I loved my English teacher, Miss Quant, who was almost solely responsible for my love of Shakespeare, and my impossibly sophisticated French teacher. Jennifer Tipper ran the local am-dram group and inspired us all.

I will encourage my daughter to choose her role models from as wide a range as possible. I shall ask her to look towards a different type of role model. Not a Kim Kardashian or a Cheryl Cole but women who have achieved something; Aung San Suu Kyi, Hillary Clinton, Adele, Rebecca Adlington.

And there are great role models among us all, women whose lives show real purpose and achievement regardless of what they look like or the money they have. The common feature? They have worked hard, for themselves, and for others.

So come on, sisters. We're worth more than this. We should be ambitious and driven and we should by all means have role models. But let them be those truly worthy of our respect, rather than someone whose sole claim to fame is an admittedly beautiful bottom.

My parents and older sisters. I'm from a Bangladeshi family who lived in middle-class Ealing. They helped me straddle two cultures

Who first inspired you?

My parents and older sisters. I’m from a Bangladeshi family who lived in middle class Ealing. They helped me straddle two cultures.

Konnie Huq

TV presenter

Shannen Doherty of 90210 was my pre-teen idol. I felt I might look like her if I could defrizz my hair, and if my parents would let me get a bikini.

Emmy The Great

Musician

Mother Teresa inspired me with her ability to give and dedicate so completely, and my mother continues to inspire me, even in her Eighties.

Reshma Ashraf Mason

Cancer Vaccine Institute

One woman who is truly exceptional, who sums up all the best qualities in a human being, is Aung San Suu Kyi.

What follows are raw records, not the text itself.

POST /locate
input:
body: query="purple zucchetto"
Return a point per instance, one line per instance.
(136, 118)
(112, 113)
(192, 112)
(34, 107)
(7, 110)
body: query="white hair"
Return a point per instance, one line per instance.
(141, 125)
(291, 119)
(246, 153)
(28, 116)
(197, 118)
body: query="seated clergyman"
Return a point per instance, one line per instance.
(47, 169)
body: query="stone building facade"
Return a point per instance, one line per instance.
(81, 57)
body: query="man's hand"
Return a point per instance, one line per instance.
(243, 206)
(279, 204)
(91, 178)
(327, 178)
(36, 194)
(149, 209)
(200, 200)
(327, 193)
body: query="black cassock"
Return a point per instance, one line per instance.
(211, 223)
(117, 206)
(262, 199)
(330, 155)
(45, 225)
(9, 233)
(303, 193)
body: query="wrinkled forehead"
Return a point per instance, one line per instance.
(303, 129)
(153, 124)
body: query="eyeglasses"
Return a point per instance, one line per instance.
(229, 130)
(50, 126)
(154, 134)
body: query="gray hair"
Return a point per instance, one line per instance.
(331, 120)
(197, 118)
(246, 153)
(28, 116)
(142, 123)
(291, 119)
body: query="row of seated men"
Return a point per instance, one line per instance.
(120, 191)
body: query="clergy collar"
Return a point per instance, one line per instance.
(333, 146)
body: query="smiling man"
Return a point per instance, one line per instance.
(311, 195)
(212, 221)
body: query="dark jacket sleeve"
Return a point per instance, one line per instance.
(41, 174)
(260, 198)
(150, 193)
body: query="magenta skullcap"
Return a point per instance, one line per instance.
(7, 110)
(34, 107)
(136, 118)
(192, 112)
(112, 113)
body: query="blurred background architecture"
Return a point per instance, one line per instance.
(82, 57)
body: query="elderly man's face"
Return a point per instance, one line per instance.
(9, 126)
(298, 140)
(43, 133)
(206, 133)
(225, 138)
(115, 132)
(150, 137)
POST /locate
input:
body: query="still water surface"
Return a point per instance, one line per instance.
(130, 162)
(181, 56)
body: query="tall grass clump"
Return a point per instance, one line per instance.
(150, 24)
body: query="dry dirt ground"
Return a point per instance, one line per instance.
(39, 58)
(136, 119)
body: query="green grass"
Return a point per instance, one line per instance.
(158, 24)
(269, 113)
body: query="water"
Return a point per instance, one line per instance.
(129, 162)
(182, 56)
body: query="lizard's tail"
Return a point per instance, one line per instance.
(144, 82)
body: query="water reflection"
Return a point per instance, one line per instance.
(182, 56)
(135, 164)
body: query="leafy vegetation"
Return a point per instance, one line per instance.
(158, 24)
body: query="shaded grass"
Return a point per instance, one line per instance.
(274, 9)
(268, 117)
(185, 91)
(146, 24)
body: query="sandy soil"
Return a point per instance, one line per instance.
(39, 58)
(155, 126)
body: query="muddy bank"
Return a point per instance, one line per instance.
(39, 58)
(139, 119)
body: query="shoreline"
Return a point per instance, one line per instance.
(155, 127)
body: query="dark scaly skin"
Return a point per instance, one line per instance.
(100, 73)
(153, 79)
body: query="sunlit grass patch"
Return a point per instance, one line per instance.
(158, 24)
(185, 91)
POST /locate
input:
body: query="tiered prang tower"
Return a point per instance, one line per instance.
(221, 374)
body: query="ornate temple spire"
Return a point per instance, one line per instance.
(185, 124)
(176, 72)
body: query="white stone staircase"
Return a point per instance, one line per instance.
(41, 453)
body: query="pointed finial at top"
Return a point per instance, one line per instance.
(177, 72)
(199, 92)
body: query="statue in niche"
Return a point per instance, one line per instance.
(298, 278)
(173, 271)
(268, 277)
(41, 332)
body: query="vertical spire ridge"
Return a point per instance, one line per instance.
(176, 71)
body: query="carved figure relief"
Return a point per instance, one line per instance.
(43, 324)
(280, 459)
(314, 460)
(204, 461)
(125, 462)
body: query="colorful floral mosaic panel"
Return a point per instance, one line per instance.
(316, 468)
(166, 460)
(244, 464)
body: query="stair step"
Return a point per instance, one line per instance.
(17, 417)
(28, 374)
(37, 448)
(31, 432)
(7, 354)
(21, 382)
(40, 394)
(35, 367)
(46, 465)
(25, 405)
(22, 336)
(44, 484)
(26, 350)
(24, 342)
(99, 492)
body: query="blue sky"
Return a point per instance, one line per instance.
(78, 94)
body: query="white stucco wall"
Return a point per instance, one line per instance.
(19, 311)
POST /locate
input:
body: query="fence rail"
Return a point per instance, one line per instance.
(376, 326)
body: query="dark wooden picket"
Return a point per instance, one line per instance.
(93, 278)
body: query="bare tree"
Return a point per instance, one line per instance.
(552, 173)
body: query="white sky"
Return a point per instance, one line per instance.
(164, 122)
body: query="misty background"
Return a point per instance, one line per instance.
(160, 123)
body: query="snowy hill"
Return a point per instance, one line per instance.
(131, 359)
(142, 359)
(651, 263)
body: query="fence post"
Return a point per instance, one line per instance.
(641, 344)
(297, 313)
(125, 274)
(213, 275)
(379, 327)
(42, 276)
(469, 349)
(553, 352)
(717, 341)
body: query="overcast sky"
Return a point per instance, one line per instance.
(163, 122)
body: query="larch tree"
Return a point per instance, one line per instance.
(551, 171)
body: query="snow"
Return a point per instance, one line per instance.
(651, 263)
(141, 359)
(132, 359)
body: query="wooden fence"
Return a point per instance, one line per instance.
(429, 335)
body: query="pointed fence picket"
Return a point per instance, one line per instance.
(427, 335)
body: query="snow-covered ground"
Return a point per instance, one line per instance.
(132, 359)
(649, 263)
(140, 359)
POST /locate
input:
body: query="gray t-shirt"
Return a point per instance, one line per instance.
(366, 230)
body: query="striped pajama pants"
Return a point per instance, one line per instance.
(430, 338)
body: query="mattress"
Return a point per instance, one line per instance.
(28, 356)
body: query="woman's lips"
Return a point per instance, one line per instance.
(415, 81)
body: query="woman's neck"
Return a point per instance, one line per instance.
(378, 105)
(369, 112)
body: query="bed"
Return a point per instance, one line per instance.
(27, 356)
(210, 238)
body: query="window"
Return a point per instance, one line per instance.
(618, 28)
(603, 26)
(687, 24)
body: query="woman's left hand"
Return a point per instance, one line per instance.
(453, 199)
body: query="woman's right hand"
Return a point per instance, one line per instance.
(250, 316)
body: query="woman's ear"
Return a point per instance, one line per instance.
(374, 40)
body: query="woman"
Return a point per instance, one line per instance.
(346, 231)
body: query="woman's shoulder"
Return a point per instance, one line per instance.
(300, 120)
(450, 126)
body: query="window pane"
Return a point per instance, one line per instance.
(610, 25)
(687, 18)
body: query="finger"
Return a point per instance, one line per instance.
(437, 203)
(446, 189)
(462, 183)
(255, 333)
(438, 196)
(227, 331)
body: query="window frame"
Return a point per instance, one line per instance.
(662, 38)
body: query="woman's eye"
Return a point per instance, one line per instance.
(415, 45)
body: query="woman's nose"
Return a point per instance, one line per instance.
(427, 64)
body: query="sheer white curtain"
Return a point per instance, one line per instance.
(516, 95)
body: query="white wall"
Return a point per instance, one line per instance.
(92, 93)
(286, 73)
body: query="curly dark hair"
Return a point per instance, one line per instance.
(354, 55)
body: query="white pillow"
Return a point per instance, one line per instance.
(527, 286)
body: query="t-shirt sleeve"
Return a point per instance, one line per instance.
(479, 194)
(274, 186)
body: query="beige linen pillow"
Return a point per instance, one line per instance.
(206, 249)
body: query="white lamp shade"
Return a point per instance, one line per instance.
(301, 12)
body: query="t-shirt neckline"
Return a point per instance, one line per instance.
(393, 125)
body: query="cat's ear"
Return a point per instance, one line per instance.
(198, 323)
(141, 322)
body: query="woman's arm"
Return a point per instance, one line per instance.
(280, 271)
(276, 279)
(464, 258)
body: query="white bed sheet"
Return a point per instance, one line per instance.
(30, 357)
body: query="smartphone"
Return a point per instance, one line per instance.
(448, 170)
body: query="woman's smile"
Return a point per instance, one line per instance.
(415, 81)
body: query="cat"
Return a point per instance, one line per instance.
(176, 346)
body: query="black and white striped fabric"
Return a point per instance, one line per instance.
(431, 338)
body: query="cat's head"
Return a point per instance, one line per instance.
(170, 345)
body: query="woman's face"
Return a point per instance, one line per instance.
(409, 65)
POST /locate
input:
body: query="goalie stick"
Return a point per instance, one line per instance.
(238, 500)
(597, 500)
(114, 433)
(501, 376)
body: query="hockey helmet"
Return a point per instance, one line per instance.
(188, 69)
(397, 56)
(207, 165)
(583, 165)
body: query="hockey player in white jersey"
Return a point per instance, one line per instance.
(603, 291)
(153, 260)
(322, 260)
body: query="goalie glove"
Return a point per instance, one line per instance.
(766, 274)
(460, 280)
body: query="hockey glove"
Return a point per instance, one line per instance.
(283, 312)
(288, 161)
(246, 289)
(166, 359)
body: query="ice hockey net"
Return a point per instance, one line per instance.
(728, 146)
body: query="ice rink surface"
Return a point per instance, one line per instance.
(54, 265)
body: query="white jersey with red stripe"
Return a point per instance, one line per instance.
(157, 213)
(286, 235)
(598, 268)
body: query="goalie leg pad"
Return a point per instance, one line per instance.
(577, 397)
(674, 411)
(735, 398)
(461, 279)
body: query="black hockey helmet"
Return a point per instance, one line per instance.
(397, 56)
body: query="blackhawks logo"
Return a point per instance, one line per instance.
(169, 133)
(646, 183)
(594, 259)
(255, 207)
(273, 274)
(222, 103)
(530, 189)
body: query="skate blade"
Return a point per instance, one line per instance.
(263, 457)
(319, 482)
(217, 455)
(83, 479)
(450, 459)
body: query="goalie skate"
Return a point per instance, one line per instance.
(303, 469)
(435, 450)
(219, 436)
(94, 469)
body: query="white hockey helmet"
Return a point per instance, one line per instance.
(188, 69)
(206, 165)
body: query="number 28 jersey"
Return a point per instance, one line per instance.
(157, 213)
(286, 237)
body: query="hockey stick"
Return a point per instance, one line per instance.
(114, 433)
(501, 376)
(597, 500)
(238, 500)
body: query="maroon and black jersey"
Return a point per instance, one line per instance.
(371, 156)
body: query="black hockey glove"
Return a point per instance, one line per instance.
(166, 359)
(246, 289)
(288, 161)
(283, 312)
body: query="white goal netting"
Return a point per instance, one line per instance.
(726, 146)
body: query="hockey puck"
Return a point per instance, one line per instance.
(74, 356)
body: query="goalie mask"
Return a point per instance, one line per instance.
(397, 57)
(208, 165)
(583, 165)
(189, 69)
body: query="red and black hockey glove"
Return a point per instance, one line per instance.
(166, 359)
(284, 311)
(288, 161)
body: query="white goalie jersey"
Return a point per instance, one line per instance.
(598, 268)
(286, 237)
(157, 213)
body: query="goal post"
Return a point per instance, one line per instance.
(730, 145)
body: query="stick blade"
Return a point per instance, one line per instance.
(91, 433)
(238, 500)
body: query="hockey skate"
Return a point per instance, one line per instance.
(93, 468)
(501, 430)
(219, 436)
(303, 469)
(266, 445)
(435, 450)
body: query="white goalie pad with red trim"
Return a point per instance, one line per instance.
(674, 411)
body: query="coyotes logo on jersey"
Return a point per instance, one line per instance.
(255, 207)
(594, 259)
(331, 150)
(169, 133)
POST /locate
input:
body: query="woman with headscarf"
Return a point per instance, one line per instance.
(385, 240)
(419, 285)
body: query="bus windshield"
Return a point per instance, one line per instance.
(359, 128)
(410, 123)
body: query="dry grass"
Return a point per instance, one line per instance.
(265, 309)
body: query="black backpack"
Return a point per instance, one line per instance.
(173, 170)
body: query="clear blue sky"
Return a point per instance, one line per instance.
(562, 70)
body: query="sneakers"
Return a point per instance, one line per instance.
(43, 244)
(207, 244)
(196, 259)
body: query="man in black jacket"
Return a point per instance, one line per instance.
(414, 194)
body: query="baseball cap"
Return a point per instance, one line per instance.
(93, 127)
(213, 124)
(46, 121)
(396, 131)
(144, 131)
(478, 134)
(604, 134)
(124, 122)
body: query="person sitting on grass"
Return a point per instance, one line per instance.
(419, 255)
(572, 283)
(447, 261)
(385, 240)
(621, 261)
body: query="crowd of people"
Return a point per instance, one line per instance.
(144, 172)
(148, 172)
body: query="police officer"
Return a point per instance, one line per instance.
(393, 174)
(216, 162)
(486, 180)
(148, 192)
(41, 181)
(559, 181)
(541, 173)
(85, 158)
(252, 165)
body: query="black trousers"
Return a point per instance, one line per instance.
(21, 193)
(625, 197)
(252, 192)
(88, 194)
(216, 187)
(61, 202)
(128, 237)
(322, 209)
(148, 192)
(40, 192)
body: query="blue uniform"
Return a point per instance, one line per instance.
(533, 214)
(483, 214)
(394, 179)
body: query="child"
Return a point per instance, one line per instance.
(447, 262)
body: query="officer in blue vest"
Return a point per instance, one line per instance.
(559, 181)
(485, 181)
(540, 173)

Unquestionably. We should hold her in the highest regard.

Annie Lennox

Musician

Dawn French, Joanna Lumley and the Queen are very strong women who are difficult not to like, and have an amazing sense of dignity.

Sarah Beeney

Broadcaster

Anita Roddick, who founded the Body Shop, for her sheer determination to run a business and to create change in the world.

Jayne Cox

Body image expert

Mae West was a sex goddess, comedian, playwright, director, actress and novelist. She went to jail in defence of freedom of expression.

Kathy Lette

Novelist

JK Rowling, for her rags-to-riches story as a single mother, and Madonna and Katie Price for reinventing themselves.